Jesus started with the end in view. From the first day of His earthly ministry to the last, He had His two-fold purpose before Him: redemption and preparation, the cross and the commission.
He came to provide redemption for dying men and women. But what good would His redemptive death be if there were no one to tell others what it means? How could He establish a redemptive movement if He had no one to start it? That’s why He declared to His Father before the cross that He had accomplished His will by making the Father known to those He had given to Him and He asked the Father to restore His glory because of this obedience (John 17:1-7).
The cross was central to all He came to do, but the commission grows directly out of the cross. That’s also why He started His public teaching ministry with the Beatitudes. The first thing He did after He went public was to proclaim the coming of the kingdom of heaven; the next thing He did was to call His disciples. Why? So He could commission prepared communicators of the cross.
The cross is not only communicated with words; the message of the cross always demands works. Christ’s works, however, demand more than competence; Christ’s works demand Christ’s character. The angel of darkness can disguise himself as an angel of light, even as Pharaoh’s magicians did in Exodus.
So works, even miracles, without Christ’s character are deceptive deeds of darkness. This is why Jesus started with the Beatitudes, because the Beatitudes describe the character His followers must have to represent Him if we are to be Christ’s light in the darkness around us.
The Beatitudes are not a series of stand-alone descriptions of Christ’s followers. Each one cascades into the next until they all come together in the final Beatitude, the blessing for persecution. Those who are poor in spirit mourn and those who mourn are meek and those who are meek hunger and thirst for righteousness.
This is the flow of the Beatitudes from the first to the last; each one is progressively and organically connected to the rest so we can’t have the middle without those that come before it and we can’t have the last without the first. It is this cascade that transforms us into being Christ’s light in the kingdom of darkness.

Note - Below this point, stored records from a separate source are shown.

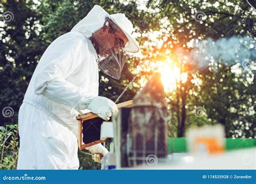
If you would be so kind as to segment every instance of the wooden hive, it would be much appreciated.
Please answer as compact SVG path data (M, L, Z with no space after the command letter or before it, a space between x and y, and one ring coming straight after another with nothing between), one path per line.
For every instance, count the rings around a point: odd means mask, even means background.
M129 166L146 163L150 155L167 155L167 103L160 74L150 80L133 102L127 140Z

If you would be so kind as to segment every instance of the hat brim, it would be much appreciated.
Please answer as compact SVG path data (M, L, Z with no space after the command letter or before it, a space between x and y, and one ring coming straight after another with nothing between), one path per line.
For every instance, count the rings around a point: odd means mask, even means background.
M139 44L138 44L137 43L135 38L132 36L127 33L125 30L124 30L118 24L118 23L117 23L112 17L111 17L111 15L109 15L109 18L121 29L121 30L124 32L124 34L125 34L127 38L128 39L128 41L124 47L125 51L134 53L139 52Z

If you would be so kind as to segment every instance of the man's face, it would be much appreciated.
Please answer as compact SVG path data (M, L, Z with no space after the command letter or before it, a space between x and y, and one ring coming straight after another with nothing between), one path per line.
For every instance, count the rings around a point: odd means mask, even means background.
M107 57L119 53L128 42L128 39L123 31L113 32L110 26L105 26L98 30L95 33L97 37L98 54L101 56Z

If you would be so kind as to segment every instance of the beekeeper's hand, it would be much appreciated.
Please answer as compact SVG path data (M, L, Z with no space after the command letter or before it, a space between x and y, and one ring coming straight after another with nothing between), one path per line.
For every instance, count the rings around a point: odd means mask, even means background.
M87 109L105 121L109 120L112 114L118 111L117 105L114 102L102 96L92 98Z
M91 153L93 154L92 159L94 161L99 163L102 161L102 158L109 153L107 150L100 143L86 147L85 149L90 151Z

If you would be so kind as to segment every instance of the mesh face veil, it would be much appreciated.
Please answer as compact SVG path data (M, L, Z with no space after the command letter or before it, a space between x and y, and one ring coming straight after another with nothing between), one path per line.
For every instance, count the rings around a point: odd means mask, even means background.
M128 55L123 51L124 41L116 34L122 31L109 17L106 17L103 25L108 27L103 38L95 38L93 35L90 39L99 55L99 69L105 74L116 79L119 79ZM102 36L99 36L102 37Z

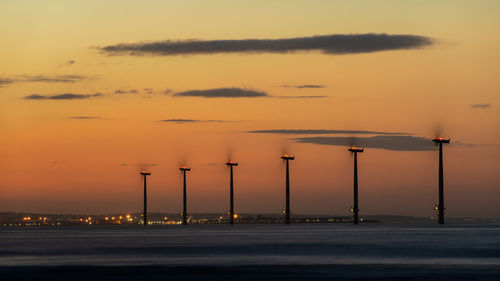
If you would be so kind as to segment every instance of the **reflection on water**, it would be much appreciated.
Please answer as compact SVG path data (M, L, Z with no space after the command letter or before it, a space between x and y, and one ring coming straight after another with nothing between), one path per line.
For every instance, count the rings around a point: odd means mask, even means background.
M0 237L0 268L8 272L21 266L23 272L54 266L125 271L223 266L259 272L264 266L294 266L339 274L340 268L358 265L374 268L377 276L382 272L376 268L384 268L390 276L400 267L458 267L494 275L500 268L500 225L77 226L3 228Z

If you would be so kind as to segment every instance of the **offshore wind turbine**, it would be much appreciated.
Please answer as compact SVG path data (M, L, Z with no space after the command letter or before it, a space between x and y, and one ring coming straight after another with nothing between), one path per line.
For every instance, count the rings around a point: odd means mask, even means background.
M186 172L191 171L191 168L182 166L179 168L182 172L183 176L183 185L182 185L182 224L187 224L187 197L186 197Z
M144 225L148 225L148 193L146 177L150 176L151 172L141 171L141 175L144 177L144 209L142 211L142 217Z
M290 166L289 161L295 160L295 156L284 154L281 159L286 162L286 183L285 183L285 224L290 224Z
M230 170L229 178L229 224L234 224L234 185L233 185L233 167L238 166L238 162L228 161L226 165Z
M363 148L352 146L349 151L354 154L354 206L351 208L353 212L353 223L359 222L359 206L358 206L358 153L364 151Z
M438 223L444 224L444 176L443 176L443 143L450 143L450 139L435 138L432 140L439 145L439 203L435 207L438 211Z

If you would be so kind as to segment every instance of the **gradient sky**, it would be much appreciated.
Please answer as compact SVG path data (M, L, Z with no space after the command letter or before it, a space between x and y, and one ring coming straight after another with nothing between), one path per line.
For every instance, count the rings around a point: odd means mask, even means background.
M231 158L236 212L279 213L286 152L292 212L349 215L358 144L361 215L430 217L439 134L447 214L500 216L499 1L49 3L0 3L0 211L139 211L145 168L150 211L180 212L186 164L189 211L225 212ZM352 34L368 43L311 47ZM369 34L429 41L352 53Z

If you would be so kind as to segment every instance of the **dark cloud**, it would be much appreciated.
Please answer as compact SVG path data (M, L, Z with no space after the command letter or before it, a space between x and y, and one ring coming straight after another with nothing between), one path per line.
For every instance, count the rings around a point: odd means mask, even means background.
M38 94L32 94L24 97L27 100L80 100L80 99L88 99L93 97L101 97L103 94L95 93L95 94L59 94L52 96L43 96Z
M308 85L283 85L282 87L284 87L284 88L296 88L296 89L321 89L321 88L325 88L324 85L313 85L313 84L308 84Z
M101 119L101 116L70 116L68 119Z
M244 40L166 40L122 43L98 48L109 55L175 56L217 53L291 53L320 51L324 54L371 53L388 50L423 48L434 40L418 35L334 34L282 39Z
M328 96L276 96L280 99L320 99L327 98Z
M491 104L490 103L476 103L476 104L473 104L471 105L470 107L472 108L490 108L491 107Z
M360 131L360 130L255 130L247 133L258 134L282 134L282 135L340 135L340 134L364 134L364 135L407 135L407 133Z
M218 88L208 90L190 90L175 93L176 97L203 97L203 98L257 98L268 97L265 92L241 88Z
M299 143L312 143L337 146L360 146L396 151L425 151L436 147L431 139L413 136L373 136L358 137L305 137L293 139Z
M198 122L226 122L224 120L197 120L197 119L164 119L160 122L167 123L198 123Z

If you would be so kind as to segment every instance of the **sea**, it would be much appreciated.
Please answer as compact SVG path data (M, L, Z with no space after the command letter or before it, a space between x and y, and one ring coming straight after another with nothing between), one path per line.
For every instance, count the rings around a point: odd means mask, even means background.
M0 228L0 280L500 280L500 224Z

The Beatitudes express Christ’s finished work, the end He had in view when He started with these abounding blessings: a redeemed and prepared citizen of the kingdom of heaven, an alien ambassador on earth, who penetrates the kingdom of darkness with Christ’s redemptive message through who he is and what he does.
Thus the first recorded words Christ uttered to His disciples in Matthew were the Beatitudes, and He started with the Beatitudes Attitude because He planned to prepare men and women in His image to penetrate the darkness of evil with the brilliance of His light. The great question is how bright is Christ’s light through us?
Seek to have the Beatitudes Attitude: passionately pursue Christlikeness through desperate dependence on Him.